Further, this method step further include: the RGB threshold value of setting single pixel point;Analyze the RGB of each pixel Value, judges the size of three values;It takes the maximum value of tri- value of RGB in a pixel as reference value, and judges whether the reference value is big In threshold value, if so, the information of the pixel is counted, if it is not, then skipping the pixel;The pixel information that upper one is obtained into Row statistic of classification does comparison processing with the quantity of total pixel of image to get the area ratio for arriving the particle with color;Pass through The particle of area ratio differentiation different colours type proportion in sample image data.
Further, the brightness of sample reflectance lightness, the whiteness of standard white plate and standard white plate reflected light is carried out Formula operation obtains the whiteness W of sample, calculates are as follows:
Wherein, W is sample whiteness, and X is the whiteness of standard white plate, and Y is sample reflectance lightness, and V is standard white plate reflection The brightness of light.
Further, Preliminary detection data are done into average value processing, obtains the final detection data of sample.
The beneficial effects of the present invention are: a kind of flour bran speck detection method that the present invention uses, it can be according to different samples Different parameters is set, and applicability with higher calculates the whiteness of sample according to acquired image data automatically, meter Calculation mode is simple, greatly simplified the logic judgment of sample whiteness detection.
Detailed description of the invention
Fig. 1 show flow chart according to the method for the present invention;
Fig. 2 show according to a particular embodiment of the invention one;
Fig. 3 show according to a particular embodiment of the invention two;
Fig. 4 show according to a particular embodiment of the invention three.
Specific embodiment
To make the objectives, technical solutions, and advantages of the present invention clearer, right in the following with reference to the drawings and specific embodiments The present invention is described in detail.
It should be noted that unless otherwise specified, in the disclosure used in the "an" of singular, " described " and "the" is also intended to including most forms, unless the context clearly indicates other meaning.In addition, unless otherwise defined, this paper institute All technical and scientific terms used are identical as the normally understood meaning of those skilled in the art.This paper specification Used in term be intended merely to description specific embodiment, be not intended to be limiting of the invention.Term as used herein "and/or" includes the arbitrary combination of one or more relevant listed items.
(" such as ", " such as ") makes it should be appreciated that provided in this article any and all example or exemplary language With being intended merely to that the embodiment of the present invention is better described, and unless the context requires otherwise, otherwise the scope of the present invention will not be applied Limitation.
It show flow chart according to the method for the present invention referring to Fig.1,
Acquire sample to be tested image data, the whiteness of preset standard blank;Image data is analyzed, it is bright to obtain sample reflection The brightness of degree and standard white plate reflected light;Obtained image data is handled using whiteness algorithm, obtains sample whiteness, The illumination for launching certain brightness by light source is reflected to the light of camera depending on standard white plate on standard white plate and flour sample Brightness is standard reference point, and flour sample is reflected to the light of camera and standard white plate is reflected to the light of camera by comparing, thus Calculate the whiteness of flour sample.Such as the whiteness of established standards blank is 80, the brightness of standard white plate reflected light is 600, face The average brightness of powder sample reflected light is 580, then the whiteness of flour sample are as follows: 80*580/600=77.33.

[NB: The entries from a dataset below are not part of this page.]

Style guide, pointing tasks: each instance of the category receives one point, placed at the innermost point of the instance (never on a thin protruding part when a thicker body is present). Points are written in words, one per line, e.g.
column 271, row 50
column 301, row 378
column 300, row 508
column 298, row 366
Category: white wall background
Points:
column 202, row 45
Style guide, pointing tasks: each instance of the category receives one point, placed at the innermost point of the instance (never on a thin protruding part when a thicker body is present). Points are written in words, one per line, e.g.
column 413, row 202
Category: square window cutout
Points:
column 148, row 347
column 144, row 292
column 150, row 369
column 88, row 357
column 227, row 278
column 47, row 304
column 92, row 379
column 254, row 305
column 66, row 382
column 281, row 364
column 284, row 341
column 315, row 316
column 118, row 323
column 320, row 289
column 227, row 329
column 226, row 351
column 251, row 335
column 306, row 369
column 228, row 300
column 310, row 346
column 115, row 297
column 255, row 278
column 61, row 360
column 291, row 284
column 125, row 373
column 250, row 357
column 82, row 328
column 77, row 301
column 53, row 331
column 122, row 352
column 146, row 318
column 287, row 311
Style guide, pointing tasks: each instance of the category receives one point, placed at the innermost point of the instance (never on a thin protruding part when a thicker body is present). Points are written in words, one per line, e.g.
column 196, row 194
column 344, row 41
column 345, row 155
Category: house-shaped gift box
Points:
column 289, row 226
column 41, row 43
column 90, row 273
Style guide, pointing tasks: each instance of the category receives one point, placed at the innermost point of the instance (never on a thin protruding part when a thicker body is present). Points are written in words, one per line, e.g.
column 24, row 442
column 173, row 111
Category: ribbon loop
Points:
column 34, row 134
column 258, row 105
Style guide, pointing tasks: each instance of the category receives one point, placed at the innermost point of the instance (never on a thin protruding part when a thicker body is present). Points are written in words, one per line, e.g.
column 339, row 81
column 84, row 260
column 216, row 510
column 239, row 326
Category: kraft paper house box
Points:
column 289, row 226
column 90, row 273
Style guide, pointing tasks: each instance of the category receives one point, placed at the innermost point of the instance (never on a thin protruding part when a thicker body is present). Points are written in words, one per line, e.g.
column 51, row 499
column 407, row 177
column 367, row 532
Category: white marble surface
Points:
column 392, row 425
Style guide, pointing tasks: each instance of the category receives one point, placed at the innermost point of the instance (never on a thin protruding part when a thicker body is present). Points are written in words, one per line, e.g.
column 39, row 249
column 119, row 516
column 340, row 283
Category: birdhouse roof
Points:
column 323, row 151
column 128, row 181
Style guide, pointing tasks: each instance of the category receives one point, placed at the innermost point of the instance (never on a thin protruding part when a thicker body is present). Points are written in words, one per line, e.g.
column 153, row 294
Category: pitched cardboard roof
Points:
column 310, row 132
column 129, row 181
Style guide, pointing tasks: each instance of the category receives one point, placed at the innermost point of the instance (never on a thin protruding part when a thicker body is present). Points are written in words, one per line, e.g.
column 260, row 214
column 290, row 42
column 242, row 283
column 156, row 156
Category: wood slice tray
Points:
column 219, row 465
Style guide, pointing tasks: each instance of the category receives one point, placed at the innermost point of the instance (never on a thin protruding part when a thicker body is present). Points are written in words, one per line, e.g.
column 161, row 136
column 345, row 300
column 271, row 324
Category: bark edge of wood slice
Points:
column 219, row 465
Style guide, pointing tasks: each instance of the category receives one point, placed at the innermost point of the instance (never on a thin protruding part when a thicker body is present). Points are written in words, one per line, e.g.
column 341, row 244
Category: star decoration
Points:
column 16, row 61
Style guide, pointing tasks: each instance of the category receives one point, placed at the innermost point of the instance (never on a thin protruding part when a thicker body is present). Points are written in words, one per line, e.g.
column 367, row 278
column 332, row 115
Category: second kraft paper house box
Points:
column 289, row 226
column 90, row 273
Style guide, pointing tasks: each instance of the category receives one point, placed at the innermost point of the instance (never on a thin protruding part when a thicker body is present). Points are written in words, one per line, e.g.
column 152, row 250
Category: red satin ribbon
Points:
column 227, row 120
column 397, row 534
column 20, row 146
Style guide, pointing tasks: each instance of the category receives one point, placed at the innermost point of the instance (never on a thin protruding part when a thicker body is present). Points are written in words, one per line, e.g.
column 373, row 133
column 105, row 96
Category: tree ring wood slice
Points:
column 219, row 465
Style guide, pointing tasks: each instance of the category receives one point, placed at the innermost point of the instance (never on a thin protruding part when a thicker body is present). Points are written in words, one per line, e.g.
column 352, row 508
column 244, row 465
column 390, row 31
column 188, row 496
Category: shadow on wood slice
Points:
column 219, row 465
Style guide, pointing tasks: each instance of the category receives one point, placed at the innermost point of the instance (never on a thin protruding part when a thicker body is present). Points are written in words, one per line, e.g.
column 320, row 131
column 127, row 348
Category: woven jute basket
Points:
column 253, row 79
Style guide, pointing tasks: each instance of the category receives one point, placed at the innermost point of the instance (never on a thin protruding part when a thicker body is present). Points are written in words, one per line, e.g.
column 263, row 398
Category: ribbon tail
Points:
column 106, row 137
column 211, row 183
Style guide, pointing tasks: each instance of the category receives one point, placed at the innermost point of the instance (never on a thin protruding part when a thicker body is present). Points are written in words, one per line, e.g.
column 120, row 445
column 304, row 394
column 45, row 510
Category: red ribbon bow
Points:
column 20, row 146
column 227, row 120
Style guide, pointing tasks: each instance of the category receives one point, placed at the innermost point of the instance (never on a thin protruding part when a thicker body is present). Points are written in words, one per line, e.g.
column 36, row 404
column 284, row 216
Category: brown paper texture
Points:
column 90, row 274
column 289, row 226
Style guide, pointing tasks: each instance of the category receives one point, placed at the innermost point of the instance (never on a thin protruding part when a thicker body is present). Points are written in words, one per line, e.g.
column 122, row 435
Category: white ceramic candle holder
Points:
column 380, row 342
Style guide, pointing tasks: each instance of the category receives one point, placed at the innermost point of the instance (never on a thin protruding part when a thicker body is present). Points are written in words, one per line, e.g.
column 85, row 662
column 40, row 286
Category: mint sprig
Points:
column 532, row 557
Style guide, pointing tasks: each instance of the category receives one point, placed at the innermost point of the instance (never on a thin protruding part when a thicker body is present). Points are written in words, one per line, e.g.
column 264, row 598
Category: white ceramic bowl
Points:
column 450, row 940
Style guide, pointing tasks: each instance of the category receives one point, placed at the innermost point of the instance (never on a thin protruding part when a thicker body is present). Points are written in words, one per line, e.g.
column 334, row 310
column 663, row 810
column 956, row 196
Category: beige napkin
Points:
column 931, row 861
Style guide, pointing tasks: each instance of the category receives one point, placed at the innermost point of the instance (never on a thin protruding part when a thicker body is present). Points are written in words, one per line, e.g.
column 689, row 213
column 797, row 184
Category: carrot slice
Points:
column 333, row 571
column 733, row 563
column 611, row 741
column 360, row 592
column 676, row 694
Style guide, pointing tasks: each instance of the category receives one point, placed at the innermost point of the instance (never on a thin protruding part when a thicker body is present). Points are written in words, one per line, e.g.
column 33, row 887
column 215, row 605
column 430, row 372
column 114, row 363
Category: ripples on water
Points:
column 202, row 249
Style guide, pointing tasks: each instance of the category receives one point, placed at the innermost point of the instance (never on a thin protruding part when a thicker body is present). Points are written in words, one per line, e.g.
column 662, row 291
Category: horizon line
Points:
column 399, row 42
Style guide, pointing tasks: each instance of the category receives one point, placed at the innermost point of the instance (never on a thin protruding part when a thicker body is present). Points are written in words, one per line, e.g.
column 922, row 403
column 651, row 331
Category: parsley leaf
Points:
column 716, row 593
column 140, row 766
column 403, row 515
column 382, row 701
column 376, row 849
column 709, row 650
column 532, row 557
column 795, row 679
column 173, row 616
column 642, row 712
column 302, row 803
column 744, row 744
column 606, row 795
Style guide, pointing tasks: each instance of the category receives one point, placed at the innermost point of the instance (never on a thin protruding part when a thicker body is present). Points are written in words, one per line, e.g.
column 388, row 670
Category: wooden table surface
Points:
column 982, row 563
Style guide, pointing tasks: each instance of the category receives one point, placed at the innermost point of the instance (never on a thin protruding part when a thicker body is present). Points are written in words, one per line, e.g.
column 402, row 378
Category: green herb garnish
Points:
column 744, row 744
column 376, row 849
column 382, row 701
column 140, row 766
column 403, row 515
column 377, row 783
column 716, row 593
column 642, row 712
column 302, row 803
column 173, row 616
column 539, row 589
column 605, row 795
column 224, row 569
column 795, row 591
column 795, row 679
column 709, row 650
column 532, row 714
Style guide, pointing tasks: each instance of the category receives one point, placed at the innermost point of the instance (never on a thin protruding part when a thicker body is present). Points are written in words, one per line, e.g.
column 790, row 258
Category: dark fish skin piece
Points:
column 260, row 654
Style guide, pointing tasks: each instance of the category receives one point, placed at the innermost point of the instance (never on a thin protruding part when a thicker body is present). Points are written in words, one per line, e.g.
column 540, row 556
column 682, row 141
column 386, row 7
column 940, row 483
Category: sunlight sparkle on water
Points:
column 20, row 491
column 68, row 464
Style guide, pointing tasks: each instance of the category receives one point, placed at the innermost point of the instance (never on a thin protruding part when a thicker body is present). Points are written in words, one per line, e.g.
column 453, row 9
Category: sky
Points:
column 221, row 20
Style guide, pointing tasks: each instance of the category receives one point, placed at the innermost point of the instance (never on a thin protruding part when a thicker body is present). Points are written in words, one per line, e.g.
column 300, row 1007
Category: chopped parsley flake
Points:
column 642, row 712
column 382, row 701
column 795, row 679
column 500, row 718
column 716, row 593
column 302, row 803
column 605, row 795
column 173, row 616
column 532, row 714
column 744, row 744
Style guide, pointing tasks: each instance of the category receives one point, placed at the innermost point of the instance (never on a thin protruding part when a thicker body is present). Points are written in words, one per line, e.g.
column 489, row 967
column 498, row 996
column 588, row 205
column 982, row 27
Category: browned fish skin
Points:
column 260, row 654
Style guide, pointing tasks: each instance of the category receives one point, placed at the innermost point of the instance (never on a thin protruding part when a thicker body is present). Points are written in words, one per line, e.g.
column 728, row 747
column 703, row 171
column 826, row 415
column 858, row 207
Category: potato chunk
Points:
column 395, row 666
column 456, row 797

It is shown according to a particular embodiment of the invention one referring to Fig. 2,
By acquiring image data, all pixels point of whole image data is obtained, and analyze all pixels point one by one, obtained Obtain the information of each pixel, including rgb value.
According to a particular embodiment of the invention two are shown referring to Fig. 3,
The color of bran star, stain and flour is different, so vision system can be according to each region face in image The difference of color, so that judging is bran star or stain either flour on earth in the region.Pass through bran star in unit of account area Occupied area, stain occupied area, to determine the accounting of bran star and stain within the scope of this.Bran star, stain accounting more than using again Judgment method goes to calculate the accounting of bran star, stain in the image that continuous sampling is returned, average again after final summation, must go out flour The unit area accounting of the bran star of sample, stain.The above analysis method can reduce to the maximum extent because bran star, stain are distributed Error caused by unevenness.Specific steps are as follows:
Driving acquisition image section enters sample measured zone, continuously acquires the RGB color image of sample, acquires image Time interval is flexibly set, second adjustable from 0.5 second to 5, is analyzed every image, is calculated the non-white of every image Content, the LAB value of grain object carry out average value processing after measurement analysis;The analysis principle of non-white particulate matter: digital picture In each pixel be the tertiary colour synthesized by tri- color of RGB, i.e., each pixel is determined by R value, G value, B value;Point Analyse the R value, G value, B value of each pixel, if three value it is equal be white (three value it is equal and all be 0, for black), three It is worth unequal, the color deviation biggish color of numerical value of this pixel;Respectively statistics R value it is maximum and be more than given threshold, Or G value is maximum and more than given threshold or B value is maximum and is more than the quantity of the pixel of given threshold, with this It is worth the quantity of total pixel divided by image, it can calculate the area ratio of the particle of different colours.The knot that will finally obtain Fruit carries out carrying out average value processing, simple and convenient with the method, and can distinguish the particle of three kinds of different colours types and black The particle of color.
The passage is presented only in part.